An isosceles triangle has sides A, B, and C with sides B and C being equal in length. If side A goes from #(1 ,4 )# to #(5 ,8 )# and the triangle's area is #27 #, what are the possible coordinates of the triangle's third corner?

1 Answer
May 29, 2018

(9.75, -0.75) or (-3.75, 12.75)


First picture side A, common to two possible isosceles triangles, from (1,4) to (5,8). By Pythagoras we see that this side has length #4sqrt(2)#.

Now draw the line perpendicular to side A which also bisects side A, up until it reaches where sides B and C of the isosceles triangle meet; this new line is the height of the triangle.

Now you will realise that the area of the triangle, 27, is equal to #1/2bh = 1/2*4sqrt(2)*h#. Solving for #h#, we see that #h = (27sqrt(2))/4#.

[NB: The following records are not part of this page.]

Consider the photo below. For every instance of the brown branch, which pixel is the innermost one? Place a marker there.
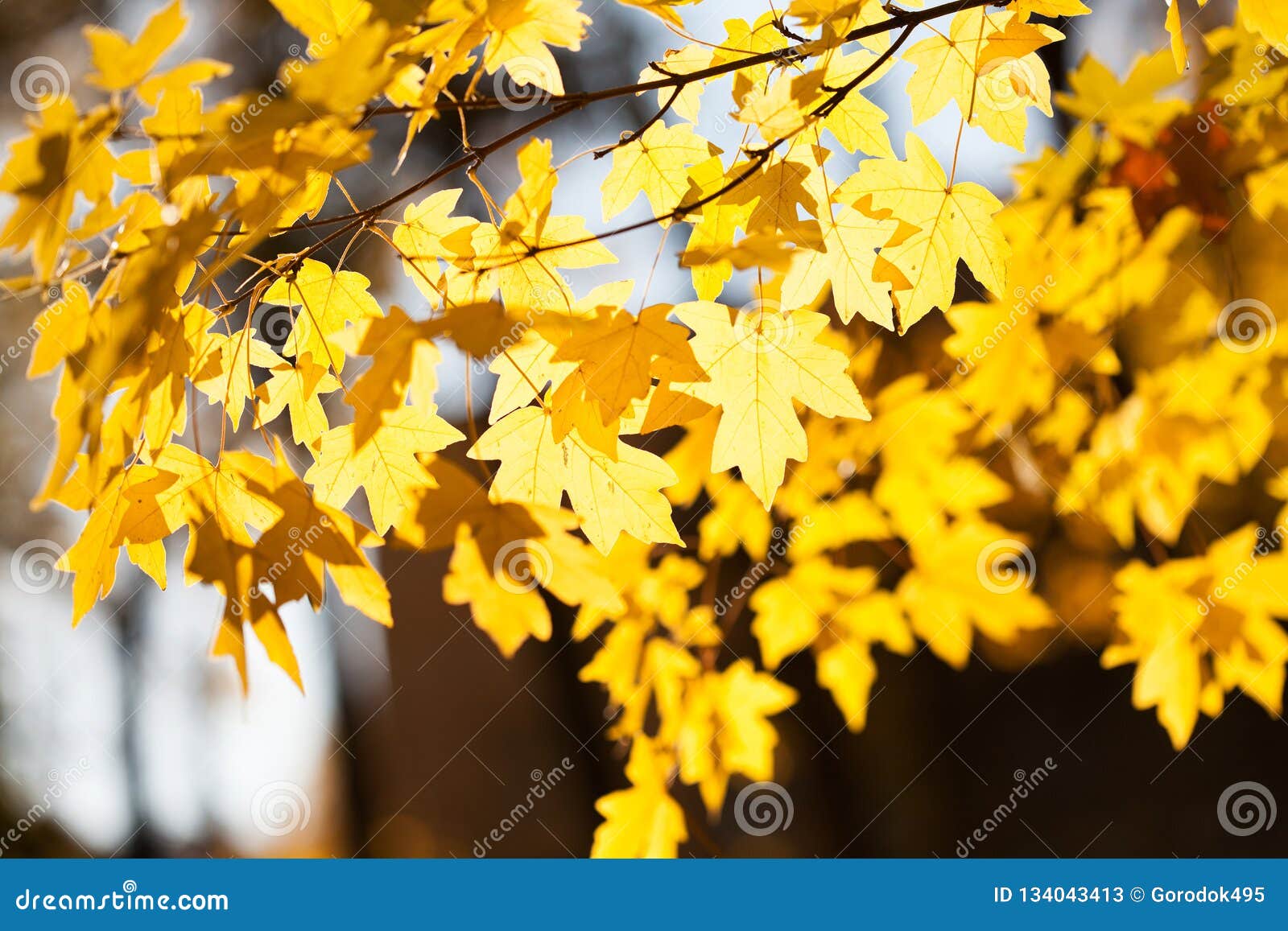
(567, 103)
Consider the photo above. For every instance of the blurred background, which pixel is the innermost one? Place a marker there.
(122, 738)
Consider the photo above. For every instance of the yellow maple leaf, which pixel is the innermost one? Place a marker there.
(611, 496)
(122, 64)
(386, 465)
(758, 364)
(939, 225)
(654, 164)
(643, 821)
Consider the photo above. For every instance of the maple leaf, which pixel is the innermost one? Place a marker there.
(122, 64)
(847, 263)
(328, 303)
(64, 156)
(720, 727)
(386, 465)
(643, 821)
(989, 66)
(612, 496)
(654, 164)
(296, 388)
(616, 353)
(1197, 634)
(521, 255)
(758, 364)
(939, 225)
(969, 576)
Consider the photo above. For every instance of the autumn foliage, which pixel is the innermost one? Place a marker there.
(939, 422)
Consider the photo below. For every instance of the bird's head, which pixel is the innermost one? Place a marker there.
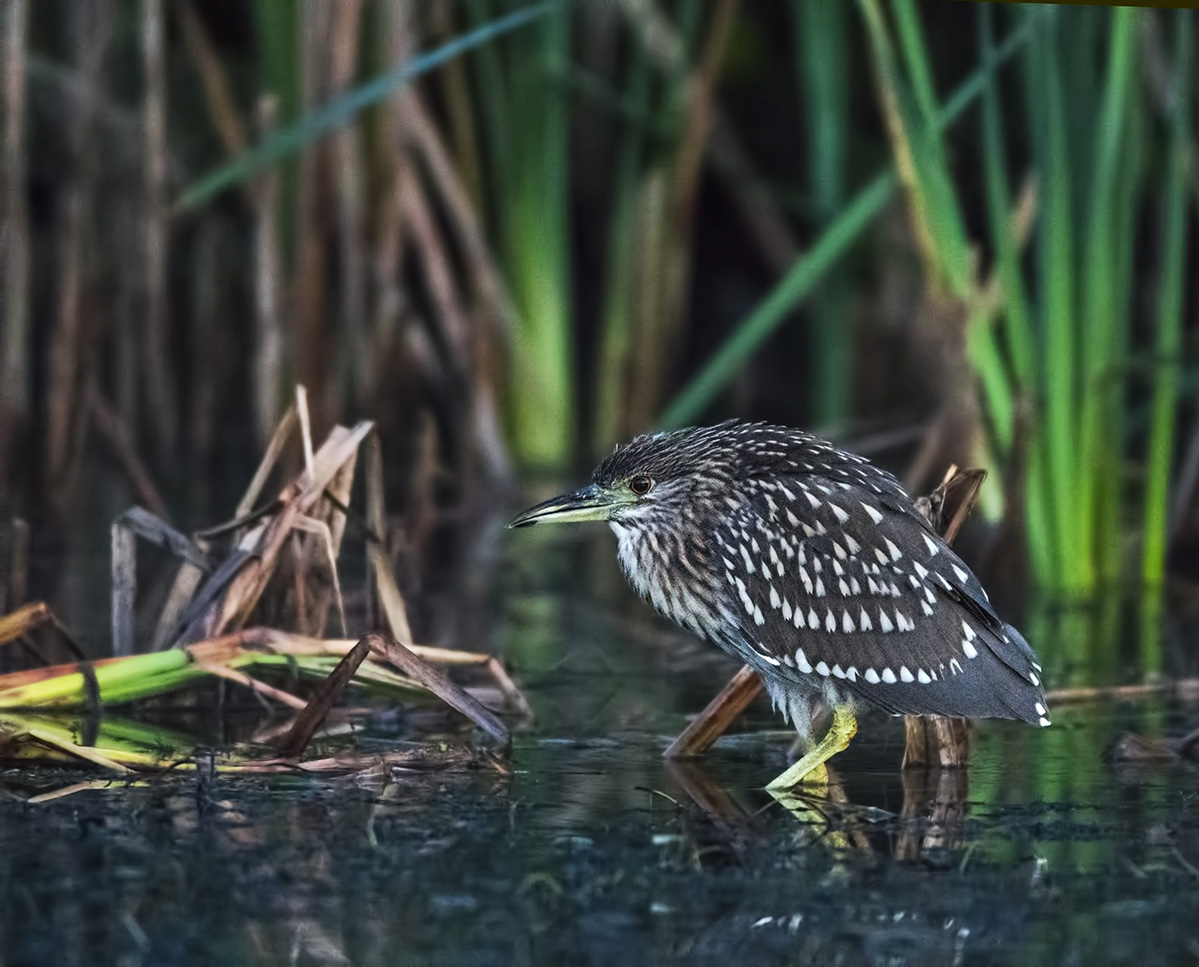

The final thing to note is that since this line is perpendicular to side A, which has a gradient of 1, this line has a gradient of -1. Hence, the horizontal and vertical components of the triangle connecting the midpoint of A and the other point of the isosceles triangle are equal in magnitude. Hence we can set up the equation #sqrt(2x^2)=(27sqrt(2))/4#, which when solved gives #x=+-27/4.#

Now all that is left is to add this value of #x# to the midpoint #(3,6)# of side A, taking care with the signs, to obtain the possible coordinates of the final point.

The point of the possible triangle to the bottom right of the midpoint is #(3+27/4,6-27/4) = (9.75, -0.75)# and the point to the top left of the midpoint is #(3-27/4, 6+27/4) = (-3.75, 12.75)#, both as required.